When she passed he was devastated. They had been married for over 60 years. We expected him to pass on quickly after she died. He attended his church more frequently and his mourning was nearly unbearable to witness. His only daughter lived clear across the country so he had only the rest of the extended family and church family to comfort him.
My cousin talked him into selling the house that he and my aunt had built together about twenty five years before. It was very hard to part with the home they built together. He was going to move into an apartment, but at the last moment, my cousin and he saw a new house for sale, that was close to his business. She helped him buy furniture and a flat screen television. He had not watched television for years because of his religion. He got back into watching the news and history channel and religious programs when my aunt was in the nursing home. He was like a kid with a new toy but still grieved horribly for my aunt.
One day he called my cousin who was living in Texas and told her that he reconnected with a lady from a church that he and my aunt went to forty years previously. She played piano and his church was looking for new music. Her husband had died about seven years previously. He said he just wanted someone to go out to dinner with and spend time with. We were happy for them but had no idea how it would turn out. They were both almost eighty-seven years old.
They were like love-birds and spent as much time together as they could. They both had one child each, she a son, he a daughter. They had the same birthday although her son was a couple of years older. She had a house that her father built for her when she got married to her first husband. She was content there.

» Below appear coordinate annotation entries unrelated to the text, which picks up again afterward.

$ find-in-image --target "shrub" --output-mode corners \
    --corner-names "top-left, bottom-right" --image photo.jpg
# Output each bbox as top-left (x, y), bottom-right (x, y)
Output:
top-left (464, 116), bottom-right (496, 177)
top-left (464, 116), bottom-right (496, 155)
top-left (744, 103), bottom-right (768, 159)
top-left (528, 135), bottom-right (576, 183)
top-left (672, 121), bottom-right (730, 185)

The other fly in the ointment was that they were both very busy people. They both still worked! They were in their middle eighties and both had their own family businesses. She worked for her son who took over the family business and he had his own business.

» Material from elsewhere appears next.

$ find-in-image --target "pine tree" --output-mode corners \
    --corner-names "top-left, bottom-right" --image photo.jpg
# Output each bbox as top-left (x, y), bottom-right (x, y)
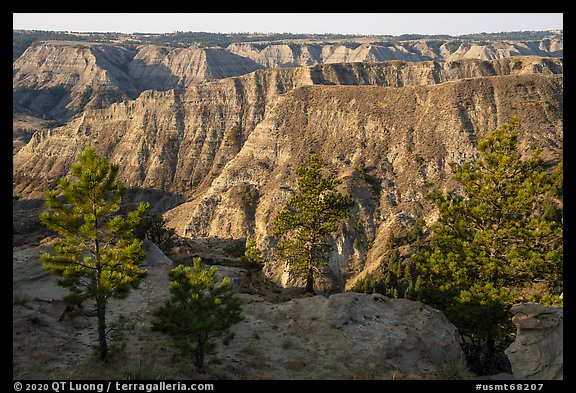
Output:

The clash in their relationship came when they neither wanted to leave their respective churches. She went to her Baptist church that she had attended for many years and he went to his which was a Pentacostal. They decided to remain friends but nothing more. He was broken hearted, but felt that his religion was the only way. She didn’t want to leave her church and didn’t like the extreme of his.
Before too long they realized that they did not want to be apart. They would find a new church together. They planned to marry. When he took her to a jewelry store and bought her a diamond, the employees were so impressed that they had a big write up in our own local paper, “The Truth,” for Valentines’ Day. They prepared for their wedding. They moved the wedding date up because neither wanted to wait any longer to “be together,”and it was not proper to “be together” without being married.
They got married in her house, where they decided they would live. Her son and daughter-in-law stood up with her. His daughter and ninety-three year old brother and his girlfriend stood up with him. It was such a beautiful refreshing thing to see, two people who you would have thought had pretty much lived their lives, were beginning a new one together.
I have never seen my uncle happier. He is still in love and she loves him as much as he loves her. I am so happy for them both and we eagerly accepted her and her family into ours.
If you ever think that it is too late for you to find true love or your life is over, you should see more relationships like theirs. They are both still working and they have been married now for almost two years. They are both going to be ninety in the next two months, and still work part time. They love their life together. They still maintain their own home and go to church, out to eat and with their family and friends. It is never too late to find true love, again, or for the first time!